- Theatrical release poster
- Spanish: Tenemos que hablar
- Directed by: David Serrano
- Screenplay by: Diego San José; David Serrano;
- Produced by: José Antonio Félez; Mikel Lejarza; Mercedes Gamero;
- Starring: Hugo Silva; Michelle Jenner; Verónica Forqué; Óscar Ladoire; Ernesto Sevilla; Belén Cuesta;
- Cinematography: Juan Carlos Gómez
- Edited by: Alberto de Toro
- Music by: Julio de la Rosa
- Production companies: Atípica Films; Atresmedia Cine;
- Distributed by: Warner Bros.

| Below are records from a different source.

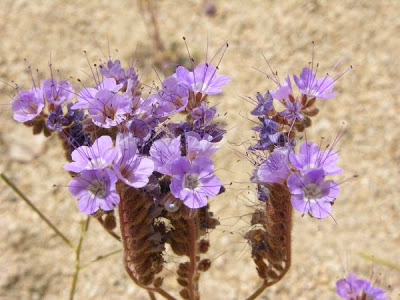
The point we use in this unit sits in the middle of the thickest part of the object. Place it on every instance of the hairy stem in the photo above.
(85, 227)
(112, 233)
(36, 210)
(192, 288)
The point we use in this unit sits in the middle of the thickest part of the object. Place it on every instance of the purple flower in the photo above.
(57, 92)
(203, 79)
(129, 166)
(269, 135)
(109, 109)
(163, 152)
(292, 111)
(196, 146)
(203, 115)
(114, 70)
(264, 105)
(310, 193)
(87, 96)
(194, 182)
(27, 105)
(275, 169)
(373, 293)
(95, 189)
(350, 287)
(173, 97)
(353, 288)
(98, 156)
(283, 91)
(310, 156)
(309, 85)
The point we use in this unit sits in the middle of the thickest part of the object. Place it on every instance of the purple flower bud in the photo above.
(311, 193)
(310, 156)
(194, 182)
(27, 105)
(309, 85)
(95, 189)
(203, 79)
(275, 169)
(57, 92)
(292, 111)
(283, 91)
(163, 152)
(129, 166)
(98, 156)
(264, 105)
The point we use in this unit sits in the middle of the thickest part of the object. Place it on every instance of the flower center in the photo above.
(191, 181)
(95, 163)
(97, 189)
(312, 192)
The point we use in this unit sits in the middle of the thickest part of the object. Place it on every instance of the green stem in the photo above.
(379, 260)
(100, 258)
(85, 227)
(36, 210)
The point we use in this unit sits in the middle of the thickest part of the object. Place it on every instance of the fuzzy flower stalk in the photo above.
(149, 157)
(288, 178)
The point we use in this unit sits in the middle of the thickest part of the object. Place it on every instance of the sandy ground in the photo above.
(35, 262)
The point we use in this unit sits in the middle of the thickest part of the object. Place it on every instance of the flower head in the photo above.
(203, 79)
(163, 152)
(98, 156)
(264, 105)
(129, 166)
(311, 193)
(353, 288)
(57, 92)
(95, 189)
(309, 85)
(275, 169)
(310, 156)
(194, 182)
(283, 91)
(27, 105)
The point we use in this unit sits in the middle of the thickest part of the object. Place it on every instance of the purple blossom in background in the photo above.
(353, 288)
(87, 96)
(309, 85)
(57, 92)
(292, 111)
(196, 146)
(203, 79)
(173, 97)
(114, 70)
(203, 115)
(310, 193)
(129, 166)
(56, 119)
(98, 156)
(264, 106)
(350, 287)
(275, 169)
(194, 182)
(374, 293)
(95, 189)
(27, 105)
(163, 152)
(310, 156)
(283, 91)
(109, 109)
(269, 134)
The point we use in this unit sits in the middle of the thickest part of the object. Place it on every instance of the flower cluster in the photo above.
(117, 136)
(357, 289)
(304, 173)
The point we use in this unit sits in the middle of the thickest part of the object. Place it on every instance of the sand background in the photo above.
(35, 263)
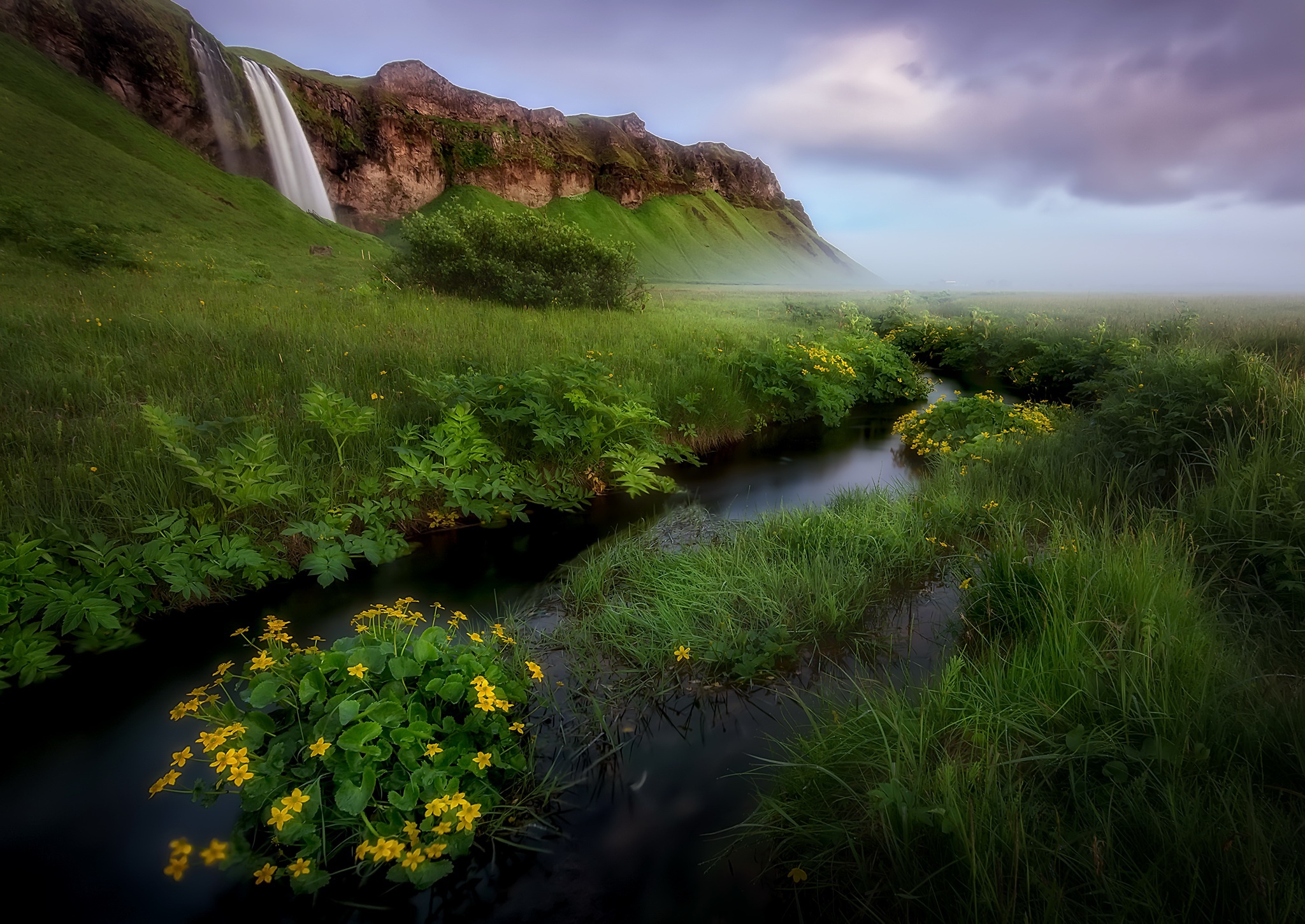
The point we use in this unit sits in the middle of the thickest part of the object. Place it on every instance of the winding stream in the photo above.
(633, 841)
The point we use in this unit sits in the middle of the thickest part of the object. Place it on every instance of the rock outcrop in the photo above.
(392, 143)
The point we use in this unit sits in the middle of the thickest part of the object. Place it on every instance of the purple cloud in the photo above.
(1127, 102)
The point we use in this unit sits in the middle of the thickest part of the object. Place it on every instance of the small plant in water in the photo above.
(393, 749)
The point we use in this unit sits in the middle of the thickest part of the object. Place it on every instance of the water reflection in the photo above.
(82, 834)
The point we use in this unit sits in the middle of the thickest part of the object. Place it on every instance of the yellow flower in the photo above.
(414, 859)
(180, 848)
(295, 802)
(468, 816)
(263, 662)
(215, 851)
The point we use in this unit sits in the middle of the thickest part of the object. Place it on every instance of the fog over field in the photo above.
(942, 144)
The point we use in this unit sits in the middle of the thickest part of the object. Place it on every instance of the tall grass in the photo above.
(787, 579)
(1094, 752)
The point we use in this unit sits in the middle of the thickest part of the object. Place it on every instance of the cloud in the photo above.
(1172, 103)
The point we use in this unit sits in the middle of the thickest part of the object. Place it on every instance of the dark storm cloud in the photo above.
(1127, 101)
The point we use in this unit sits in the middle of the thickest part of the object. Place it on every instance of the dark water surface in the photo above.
(80, 837)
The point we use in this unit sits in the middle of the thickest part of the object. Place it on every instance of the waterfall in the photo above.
(291, 158)
(222, 96)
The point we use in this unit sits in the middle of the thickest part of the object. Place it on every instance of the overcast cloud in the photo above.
(1172, 124)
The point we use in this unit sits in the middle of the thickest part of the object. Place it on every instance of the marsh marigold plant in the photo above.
(389, 752)
(969, 424)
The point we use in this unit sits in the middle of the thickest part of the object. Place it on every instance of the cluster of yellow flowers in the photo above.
(443, 520)
(290, 805)
(400, 614)
(823, 359)
(487, 698)
(1021, 421)
(180, 850)
(234, 763)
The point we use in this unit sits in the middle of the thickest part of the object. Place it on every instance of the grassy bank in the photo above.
(1118, 734)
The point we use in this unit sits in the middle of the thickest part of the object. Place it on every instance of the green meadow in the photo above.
(1116, 732)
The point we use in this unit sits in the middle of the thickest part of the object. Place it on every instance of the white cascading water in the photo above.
(224, 99)
(292, 162)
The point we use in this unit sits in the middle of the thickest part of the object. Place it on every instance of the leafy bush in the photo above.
(82, 246)
(829, 376)
(519, 259)
(969, 423)
(1162, 413)
(392, 749)
(552, 437)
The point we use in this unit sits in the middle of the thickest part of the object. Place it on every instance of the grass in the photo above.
(696, 239)
(786, 580)
(1118, 735)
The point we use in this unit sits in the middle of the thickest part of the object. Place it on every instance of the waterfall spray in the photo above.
(292, 162)
(222, 96)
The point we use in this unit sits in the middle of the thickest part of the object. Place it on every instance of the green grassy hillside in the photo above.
(71, 157)
(698, 239)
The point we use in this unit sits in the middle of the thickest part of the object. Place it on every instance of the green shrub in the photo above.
(519, 259)
(80, 246)
(969, 424)
(830, 373)
(391, 751)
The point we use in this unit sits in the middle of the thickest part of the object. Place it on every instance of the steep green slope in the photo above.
(71, 154)
(698, 239)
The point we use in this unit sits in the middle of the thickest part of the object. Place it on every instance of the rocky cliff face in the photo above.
(392, 143)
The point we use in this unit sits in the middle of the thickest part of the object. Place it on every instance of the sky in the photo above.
(1107, 145)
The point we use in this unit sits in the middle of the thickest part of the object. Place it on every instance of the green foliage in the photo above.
(1092, 752)
(242, 474)
(969, 423)
(80, 246)
(340, 415)
(519, 259)
(830, 373)
(547, 437)
(1037, 359)
(388, 753)
(743, 596)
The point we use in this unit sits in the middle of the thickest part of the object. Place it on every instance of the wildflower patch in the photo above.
(969, 424)
(388, 752)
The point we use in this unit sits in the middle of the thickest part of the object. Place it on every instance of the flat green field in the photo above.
(1119, 732)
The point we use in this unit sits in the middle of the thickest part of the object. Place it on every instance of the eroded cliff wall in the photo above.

Pictures España
- Release date: 26 February 2016;
- Country: Spain
- Language: Spanish

= We Need to Talk (film) =

We Need to Talk (Tenemos que hablar) is a 2016 Spanish romantic comedy film directed by David Serrano from a screenplay by Serrano and Diego San José which stars Michelle Jenner and Hugo Silva alongside Verónica Forqué, Óscar Ladoire, Ernesto Sevilla, and Belén Cuesta.

== Plot ==
The story is set against the backdrop of the Spanish economic crisis and the Preferentes Scandal. Nuria is planning to marry her current partner but she needs the divorce papers from her former partner, Jorge, a total mess of a person. A remarriage screwball comedy ensues.

== Production ==
The film was produced by Atípica Films and Atresmedia Cine, and it had the participation of Atresmedia and Movistar+. Filming began in Madrid in June 2015.

== Release ==
Distributed by Warner Bros. Pictures España, the film was released theatrically in Spain on 26 February 2016.

== Reception ==
Javier Ocaña of El País assessed that even if "the possibilities of a good comedy associated with its time can be perceived", "a film needs a plus and this one does not have it", for narrative reasons, for the mise-en-scene, and for technical issues.

Jordi Batlle Caminal of La Vanguardia wrote that "everything is predictable but, miraculously, everything, or almost everything, works with astonishing efficiency", with the film having "the rhythm, the dialogue and retorts of a good comedy.